Wenn mein Vater betrunken war, fiel er über Irland her wie unser Feind. Er war der Feind, und er war überall. Unter unserem Dach, auf der Schwelle unseres Hauses, auf den Wegen von Killybegs, in der Heide, am Waldrand, bei Tag und bei Nacht. Mit groben Bewegungen besetzte er jeden Ort. Man konnte ihn schon von Weitem sehen. Und hören. Die stolpernden Wörter, den schwankenden Körper. Im »Mullin’s«, unserem Dorfpub, rutschte er vom Hocker, ging zu den Tischen hin und haute mit der flachen Hand zwischen die Gläser. Er war anderer Meinung? Das sagte er auch so. Ohne Worte, die Finger im Bier, mit seinem Blick. Die anderen schwiegen mit gesenkter Mütze und abgewandten Augen. Dann richtete er sich wieder auf und forderte mit verschränkten Armen den ganzen Saal heraus. Wartete auf Widerspruch. Wenn mein Vater betrunken war, war er zum Fürchten.
Einmal schlug er auf dem Weg zum Hafen George, den Esel des alten McGarrigle, mit der Faust.

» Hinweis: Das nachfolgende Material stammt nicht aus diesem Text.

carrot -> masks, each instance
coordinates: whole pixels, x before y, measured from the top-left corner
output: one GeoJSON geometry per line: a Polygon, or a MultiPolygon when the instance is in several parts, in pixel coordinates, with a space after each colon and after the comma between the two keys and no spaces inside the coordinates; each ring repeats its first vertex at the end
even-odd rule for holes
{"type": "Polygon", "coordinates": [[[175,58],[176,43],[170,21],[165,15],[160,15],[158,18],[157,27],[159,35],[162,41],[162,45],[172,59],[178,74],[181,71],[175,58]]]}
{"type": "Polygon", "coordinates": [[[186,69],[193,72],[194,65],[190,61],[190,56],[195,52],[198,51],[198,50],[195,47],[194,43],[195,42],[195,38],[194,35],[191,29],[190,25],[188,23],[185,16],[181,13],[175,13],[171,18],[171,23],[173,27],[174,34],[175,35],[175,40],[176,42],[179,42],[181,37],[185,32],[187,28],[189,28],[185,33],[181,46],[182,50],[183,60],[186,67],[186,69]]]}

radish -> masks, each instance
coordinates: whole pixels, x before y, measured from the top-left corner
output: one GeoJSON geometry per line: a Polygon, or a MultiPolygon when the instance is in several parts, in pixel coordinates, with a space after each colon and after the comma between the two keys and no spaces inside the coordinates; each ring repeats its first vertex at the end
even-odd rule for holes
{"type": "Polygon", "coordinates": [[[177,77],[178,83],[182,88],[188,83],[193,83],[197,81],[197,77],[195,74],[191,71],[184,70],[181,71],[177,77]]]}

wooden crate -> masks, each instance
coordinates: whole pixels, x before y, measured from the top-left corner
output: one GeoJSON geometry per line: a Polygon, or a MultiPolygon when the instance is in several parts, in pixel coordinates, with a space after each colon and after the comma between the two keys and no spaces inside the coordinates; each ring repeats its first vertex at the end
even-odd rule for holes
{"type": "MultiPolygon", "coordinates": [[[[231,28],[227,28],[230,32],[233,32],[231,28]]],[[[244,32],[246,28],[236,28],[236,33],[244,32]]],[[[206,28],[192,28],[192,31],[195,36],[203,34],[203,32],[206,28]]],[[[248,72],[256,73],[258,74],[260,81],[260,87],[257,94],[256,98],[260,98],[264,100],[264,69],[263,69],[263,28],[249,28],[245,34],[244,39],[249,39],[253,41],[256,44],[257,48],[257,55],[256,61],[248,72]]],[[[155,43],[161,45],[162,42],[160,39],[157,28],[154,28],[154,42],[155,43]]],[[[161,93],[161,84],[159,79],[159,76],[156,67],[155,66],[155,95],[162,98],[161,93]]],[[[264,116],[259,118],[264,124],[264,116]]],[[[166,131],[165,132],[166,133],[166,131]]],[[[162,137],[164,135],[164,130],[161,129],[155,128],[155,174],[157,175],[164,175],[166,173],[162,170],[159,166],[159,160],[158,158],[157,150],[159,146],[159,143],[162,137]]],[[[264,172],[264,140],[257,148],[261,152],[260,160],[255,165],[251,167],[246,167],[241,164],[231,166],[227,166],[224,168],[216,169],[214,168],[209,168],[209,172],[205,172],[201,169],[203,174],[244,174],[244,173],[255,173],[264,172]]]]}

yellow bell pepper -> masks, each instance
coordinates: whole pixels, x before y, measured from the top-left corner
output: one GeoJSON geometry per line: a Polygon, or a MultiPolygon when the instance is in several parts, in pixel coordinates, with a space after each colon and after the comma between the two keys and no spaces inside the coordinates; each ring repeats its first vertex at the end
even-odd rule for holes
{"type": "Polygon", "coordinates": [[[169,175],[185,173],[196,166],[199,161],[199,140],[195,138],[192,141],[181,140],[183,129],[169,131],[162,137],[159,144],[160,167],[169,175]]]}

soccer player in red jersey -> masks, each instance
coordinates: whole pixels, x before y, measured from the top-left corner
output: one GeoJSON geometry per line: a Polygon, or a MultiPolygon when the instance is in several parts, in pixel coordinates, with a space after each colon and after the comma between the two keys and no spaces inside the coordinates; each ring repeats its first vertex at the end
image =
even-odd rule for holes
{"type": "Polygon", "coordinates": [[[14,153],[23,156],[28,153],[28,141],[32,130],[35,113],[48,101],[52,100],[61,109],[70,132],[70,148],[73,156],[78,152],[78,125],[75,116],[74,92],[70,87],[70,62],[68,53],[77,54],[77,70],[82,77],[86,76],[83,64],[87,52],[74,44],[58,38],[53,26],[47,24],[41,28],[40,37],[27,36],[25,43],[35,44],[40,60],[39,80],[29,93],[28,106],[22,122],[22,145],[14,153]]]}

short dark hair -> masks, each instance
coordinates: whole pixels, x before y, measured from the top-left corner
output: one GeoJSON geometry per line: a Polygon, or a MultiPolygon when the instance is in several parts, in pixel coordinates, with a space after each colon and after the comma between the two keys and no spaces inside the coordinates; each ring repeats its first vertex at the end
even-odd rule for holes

Der Kohlenhändler hatte sein Tier nach dem König von England benannt, um ihm in den Arsch treten zu können. Ich war dabei. Mein Vater schwankte und stolperte nach dem morgendlichen Besäufnis, ich trottete hinter ihm her. An einer Straßenecke gegenüber der Kirche plagte sich der alte McGarrigle. Zog an seinem störrischen Esel, die eine Hand auf dem Sattel, die andere am Halfter, und drohte mit allen Heiligen. Mein Vater blieb stehen. Beobachtete den alten Mann, das bockende Tier, die Hilflosigkeit des einen, die Halsstarrigkeit des anderen, und ging über die Straße. Er stieß McGarrigle weg, stellte sich vor den Esel und beschimpfte ihn wüst, als spräche er mit dem englischen König. Ob er eine Ahnung habe, wer Patraig Meehan sei. Ob er überhaupt wisse, wem er sich da widersetze. Drohend vorgeneigt, Stirn an Stirn mit dem Esel, erwartete er eine Antwort, seine Kapitulation. Und dann schlug er zu, ein schrecklicher Hieb zwischen Augen und Nüstern. George schwankte, fiel auf die Flanke, und der Kohlenkarren kippte um. »Éirinn go Brách!«, schrie mein Vater und zog mich am Arm hinter sich her. »Gälisch sprechen heißt Widerstand leisten«, murmelte er noch. Dann gingen wir weiter.
*
Als Kind schickte mich meine Mutter manchmal in den Pub, ihn holen. Nachts. Ich traute mich nicht hinein. Ging vor der Tür und den geschlossenen Vorhängen des »Mullin’s« auf und ab. Wartete, bis wer herauskam, und drückte mich dann in den Raum mit dem scharfen Geruch nach Bier, Schweiß, feuchten Mänteln und kaltem Tabak.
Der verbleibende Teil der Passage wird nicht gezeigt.